A good place to start is our collection of previous blog posts on various types of liens. The answer is “Maybe.” Did you perform labor, provide services, or sell materials used on a construction job? If the answer is “Yes,” and you meet some other requirements, then you may be able to record a claim of lien.
Circumstances for Lien
In most other circumstances, however, you don’t have a pre-judgment right to record a lien against real property owned by someone who owes you money. But, even if you cannot record a lien against someone right now, you may have other options. Keep in mind that a lien is merely a right to look to property as security for a debt. You may still obtain relief against someone who owes you money if you have a valid basis on which to sue, such as a promissory note, an unpaid account, or a purchase/sale contract, and the statute of limitations has not expired. In many circumstances, a lien may only be important if a debtor has no liquid resources to pay a judgment.

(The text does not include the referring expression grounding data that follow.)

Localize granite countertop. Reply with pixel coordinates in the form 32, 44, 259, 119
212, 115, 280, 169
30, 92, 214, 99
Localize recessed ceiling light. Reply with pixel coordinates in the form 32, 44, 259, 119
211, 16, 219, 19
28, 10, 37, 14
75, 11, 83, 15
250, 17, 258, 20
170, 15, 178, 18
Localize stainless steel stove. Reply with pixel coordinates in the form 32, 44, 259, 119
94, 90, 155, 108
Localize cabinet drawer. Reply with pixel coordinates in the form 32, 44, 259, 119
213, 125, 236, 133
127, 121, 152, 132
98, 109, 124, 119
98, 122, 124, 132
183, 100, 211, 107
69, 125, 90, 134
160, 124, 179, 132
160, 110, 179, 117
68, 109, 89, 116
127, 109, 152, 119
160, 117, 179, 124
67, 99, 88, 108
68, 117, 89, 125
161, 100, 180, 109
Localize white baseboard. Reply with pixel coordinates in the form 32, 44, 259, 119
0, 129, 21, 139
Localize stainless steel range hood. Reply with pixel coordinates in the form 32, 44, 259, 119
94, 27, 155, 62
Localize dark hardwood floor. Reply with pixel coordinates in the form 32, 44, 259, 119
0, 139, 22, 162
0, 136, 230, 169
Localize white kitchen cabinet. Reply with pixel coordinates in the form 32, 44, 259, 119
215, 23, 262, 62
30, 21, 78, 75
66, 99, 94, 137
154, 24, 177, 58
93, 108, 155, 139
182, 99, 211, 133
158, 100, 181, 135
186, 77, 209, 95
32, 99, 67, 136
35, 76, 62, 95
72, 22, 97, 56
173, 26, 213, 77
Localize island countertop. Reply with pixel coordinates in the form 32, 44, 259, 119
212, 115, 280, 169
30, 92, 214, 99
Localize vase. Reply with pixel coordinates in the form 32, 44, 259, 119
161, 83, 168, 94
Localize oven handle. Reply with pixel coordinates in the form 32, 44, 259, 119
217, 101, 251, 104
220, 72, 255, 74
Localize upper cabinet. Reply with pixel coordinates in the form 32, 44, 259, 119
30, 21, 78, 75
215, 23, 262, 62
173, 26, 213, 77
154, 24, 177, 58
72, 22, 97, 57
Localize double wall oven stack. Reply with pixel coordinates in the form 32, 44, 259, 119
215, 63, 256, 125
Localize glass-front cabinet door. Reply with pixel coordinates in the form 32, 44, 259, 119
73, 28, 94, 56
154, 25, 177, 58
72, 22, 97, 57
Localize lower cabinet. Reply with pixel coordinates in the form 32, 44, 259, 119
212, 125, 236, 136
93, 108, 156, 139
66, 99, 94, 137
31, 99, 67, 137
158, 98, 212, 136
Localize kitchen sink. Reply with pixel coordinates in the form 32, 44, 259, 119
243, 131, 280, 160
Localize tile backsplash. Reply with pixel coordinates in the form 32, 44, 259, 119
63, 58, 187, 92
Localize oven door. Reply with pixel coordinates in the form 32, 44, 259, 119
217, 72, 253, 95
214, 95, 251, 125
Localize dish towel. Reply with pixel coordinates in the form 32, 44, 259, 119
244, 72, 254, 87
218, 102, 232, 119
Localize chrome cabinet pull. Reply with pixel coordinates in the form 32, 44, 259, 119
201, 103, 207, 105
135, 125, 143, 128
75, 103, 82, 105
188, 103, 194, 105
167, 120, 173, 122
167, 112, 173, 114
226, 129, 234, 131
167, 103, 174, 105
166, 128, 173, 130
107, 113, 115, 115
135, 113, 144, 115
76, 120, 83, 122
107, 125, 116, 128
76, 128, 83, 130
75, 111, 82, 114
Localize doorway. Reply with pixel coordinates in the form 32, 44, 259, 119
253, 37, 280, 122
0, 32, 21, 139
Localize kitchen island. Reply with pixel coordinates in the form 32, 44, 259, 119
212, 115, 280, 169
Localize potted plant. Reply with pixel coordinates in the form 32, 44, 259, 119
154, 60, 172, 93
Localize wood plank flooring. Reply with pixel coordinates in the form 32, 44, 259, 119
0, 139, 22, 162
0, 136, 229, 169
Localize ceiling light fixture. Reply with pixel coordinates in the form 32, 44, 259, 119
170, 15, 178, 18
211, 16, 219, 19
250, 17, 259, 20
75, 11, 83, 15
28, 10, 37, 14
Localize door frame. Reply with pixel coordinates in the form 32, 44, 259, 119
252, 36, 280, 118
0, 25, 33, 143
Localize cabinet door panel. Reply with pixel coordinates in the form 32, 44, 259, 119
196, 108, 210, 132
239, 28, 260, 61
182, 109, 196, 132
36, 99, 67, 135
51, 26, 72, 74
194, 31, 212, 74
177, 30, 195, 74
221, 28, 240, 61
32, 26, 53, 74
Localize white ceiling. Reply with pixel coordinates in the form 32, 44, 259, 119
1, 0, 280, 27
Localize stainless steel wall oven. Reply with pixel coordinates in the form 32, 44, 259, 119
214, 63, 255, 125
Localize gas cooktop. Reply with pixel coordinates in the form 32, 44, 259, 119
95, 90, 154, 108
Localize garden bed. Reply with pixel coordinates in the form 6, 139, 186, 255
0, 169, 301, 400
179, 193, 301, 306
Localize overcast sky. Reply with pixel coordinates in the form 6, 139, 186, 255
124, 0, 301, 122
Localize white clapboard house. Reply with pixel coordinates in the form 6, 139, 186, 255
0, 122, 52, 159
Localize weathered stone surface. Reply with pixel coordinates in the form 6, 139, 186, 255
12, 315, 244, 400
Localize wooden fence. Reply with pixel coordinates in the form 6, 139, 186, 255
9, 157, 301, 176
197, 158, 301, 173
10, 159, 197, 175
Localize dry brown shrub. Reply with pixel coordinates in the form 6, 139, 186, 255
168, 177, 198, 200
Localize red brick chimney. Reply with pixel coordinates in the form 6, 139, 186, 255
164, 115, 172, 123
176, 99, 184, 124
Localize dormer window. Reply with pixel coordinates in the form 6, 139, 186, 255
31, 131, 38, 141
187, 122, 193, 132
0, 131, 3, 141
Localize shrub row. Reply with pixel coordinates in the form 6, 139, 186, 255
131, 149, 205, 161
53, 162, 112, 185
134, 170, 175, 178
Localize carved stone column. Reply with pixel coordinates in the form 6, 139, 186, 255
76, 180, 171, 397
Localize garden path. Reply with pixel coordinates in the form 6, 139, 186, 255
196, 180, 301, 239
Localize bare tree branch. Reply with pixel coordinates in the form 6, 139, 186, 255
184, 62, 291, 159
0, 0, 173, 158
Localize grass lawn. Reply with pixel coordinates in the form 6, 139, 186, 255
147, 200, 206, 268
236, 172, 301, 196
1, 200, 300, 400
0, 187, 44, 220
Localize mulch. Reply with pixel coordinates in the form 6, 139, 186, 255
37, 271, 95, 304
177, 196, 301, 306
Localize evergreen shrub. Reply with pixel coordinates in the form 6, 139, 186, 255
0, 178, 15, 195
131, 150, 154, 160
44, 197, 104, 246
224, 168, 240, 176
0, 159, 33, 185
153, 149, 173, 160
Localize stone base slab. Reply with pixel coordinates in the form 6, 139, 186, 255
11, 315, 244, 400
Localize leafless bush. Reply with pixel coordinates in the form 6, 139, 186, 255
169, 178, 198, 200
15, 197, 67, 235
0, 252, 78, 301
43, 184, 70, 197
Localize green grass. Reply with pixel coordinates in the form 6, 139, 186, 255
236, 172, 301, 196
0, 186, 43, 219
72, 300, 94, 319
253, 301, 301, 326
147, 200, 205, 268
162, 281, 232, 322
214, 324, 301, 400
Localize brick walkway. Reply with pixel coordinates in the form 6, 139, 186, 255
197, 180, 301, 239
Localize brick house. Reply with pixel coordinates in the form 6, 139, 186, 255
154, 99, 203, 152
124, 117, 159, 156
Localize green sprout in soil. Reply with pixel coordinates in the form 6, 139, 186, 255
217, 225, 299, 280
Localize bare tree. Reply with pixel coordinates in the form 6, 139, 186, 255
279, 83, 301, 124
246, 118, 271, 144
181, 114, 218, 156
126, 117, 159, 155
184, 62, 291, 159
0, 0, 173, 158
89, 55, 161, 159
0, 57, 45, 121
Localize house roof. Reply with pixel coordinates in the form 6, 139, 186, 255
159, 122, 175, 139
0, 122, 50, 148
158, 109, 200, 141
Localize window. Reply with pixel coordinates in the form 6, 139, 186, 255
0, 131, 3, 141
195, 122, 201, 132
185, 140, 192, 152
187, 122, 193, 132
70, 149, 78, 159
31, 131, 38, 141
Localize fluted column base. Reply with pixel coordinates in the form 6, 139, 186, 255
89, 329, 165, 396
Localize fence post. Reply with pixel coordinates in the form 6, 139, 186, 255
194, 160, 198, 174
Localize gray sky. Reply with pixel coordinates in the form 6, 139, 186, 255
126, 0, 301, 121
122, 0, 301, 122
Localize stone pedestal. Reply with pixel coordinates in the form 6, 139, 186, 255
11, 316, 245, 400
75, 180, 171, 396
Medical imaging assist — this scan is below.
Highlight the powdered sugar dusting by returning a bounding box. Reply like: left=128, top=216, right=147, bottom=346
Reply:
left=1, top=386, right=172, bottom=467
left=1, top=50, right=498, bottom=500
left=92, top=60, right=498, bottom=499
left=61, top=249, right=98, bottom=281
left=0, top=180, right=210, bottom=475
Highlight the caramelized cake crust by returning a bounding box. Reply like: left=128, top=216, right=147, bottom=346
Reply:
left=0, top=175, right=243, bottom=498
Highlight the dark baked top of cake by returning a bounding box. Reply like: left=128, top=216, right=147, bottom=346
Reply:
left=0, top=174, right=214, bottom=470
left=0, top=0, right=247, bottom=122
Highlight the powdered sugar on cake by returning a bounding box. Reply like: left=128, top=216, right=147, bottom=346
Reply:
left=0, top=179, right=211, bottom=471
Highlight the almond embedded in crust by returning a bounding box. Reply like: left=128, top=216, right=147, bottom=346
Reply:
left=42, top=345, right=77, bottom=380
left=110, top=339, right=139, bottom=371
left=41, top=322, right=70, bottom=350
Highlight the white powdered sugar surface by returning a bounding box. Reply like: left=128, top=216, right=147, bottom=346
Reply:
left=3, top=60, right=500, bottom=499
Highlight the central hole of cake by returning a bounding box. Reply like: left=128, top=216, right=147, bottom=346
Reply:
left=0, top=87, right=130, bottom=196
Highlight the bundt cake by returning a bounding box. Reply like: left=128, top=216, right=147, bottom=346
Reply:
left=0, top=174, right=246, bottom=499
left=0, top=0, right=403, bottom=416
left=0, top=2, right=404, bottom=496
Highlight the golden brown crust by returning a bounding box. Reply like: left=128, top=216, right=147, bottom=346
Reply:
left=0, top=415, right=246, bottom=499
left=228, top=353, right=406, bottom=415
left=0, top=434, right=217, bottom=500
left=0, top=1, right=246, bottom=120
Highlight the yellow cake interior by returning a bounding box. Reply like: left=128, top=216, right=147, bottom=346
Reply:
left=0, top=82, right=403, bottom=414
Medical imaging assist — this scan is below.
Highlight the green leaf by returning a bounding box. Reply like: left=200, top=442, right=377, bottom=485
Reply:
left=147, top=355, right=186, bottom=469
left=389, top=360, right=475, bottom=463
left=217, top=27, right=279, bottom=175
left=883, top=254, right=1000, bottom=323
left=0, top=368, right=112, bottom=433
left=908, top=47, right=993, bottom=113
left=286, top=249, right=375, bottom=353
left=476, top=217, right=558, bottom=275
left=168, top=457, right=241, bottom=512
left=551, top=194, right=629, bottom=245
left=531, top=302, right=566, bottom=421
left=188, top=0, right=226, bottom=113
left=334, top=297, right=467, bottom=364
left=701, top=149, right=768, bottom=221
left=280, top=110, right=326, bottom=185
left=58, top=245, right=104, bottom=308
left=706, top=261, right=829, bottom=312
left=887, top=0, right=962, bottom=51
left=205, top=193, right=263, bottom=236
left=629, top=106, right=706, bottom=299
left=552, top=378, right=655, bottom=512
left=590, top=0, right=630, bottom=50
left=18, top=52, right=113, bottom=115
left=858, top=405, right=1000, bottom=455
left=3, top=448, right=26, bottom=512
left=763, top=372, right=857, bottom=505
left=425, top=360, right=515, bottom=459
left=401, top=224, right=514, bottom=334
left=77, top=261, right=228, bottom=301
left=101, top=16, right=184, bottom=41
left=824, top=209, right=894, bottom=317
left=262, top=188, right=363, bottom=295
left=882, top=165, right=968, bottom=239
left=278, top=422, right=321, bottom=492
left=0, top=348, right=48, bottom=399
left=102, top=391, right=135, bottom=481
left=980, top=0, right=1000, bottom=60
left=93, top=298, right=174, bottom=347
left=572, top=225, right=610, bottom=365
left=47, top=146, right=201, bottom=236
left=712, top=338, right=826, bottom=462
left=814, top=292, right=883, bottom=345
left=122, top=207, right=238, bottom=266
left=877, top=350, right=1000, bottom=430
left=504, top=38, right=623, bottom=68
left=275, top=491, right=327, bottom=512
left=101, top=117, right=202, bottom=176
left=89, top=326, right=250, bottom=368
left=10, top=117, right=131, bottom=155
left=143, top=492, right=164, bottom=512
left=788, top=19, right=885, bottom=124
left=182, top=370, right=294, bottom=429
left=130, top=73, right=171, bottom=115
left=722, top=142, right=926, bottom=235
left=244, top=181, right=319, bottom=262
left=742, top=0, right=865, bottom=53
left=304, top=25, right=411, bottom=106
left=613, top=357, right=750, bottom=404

Even if the debtor has no assets when you obtain a judgment, you may still have some long-term options. A judgment for damages (i.e., a sum of money) can become a lien on non-homestead real property in a county if a certified copy of the judgment is recorded in the clerk’s office. The judgment lien can last for up to 20 years if it is properly renewed.
The facts and circumstances of each situation are different and can make a difference in what options you may have. Be sure to talk to an experienced lawyer in deciding how you want to proceed.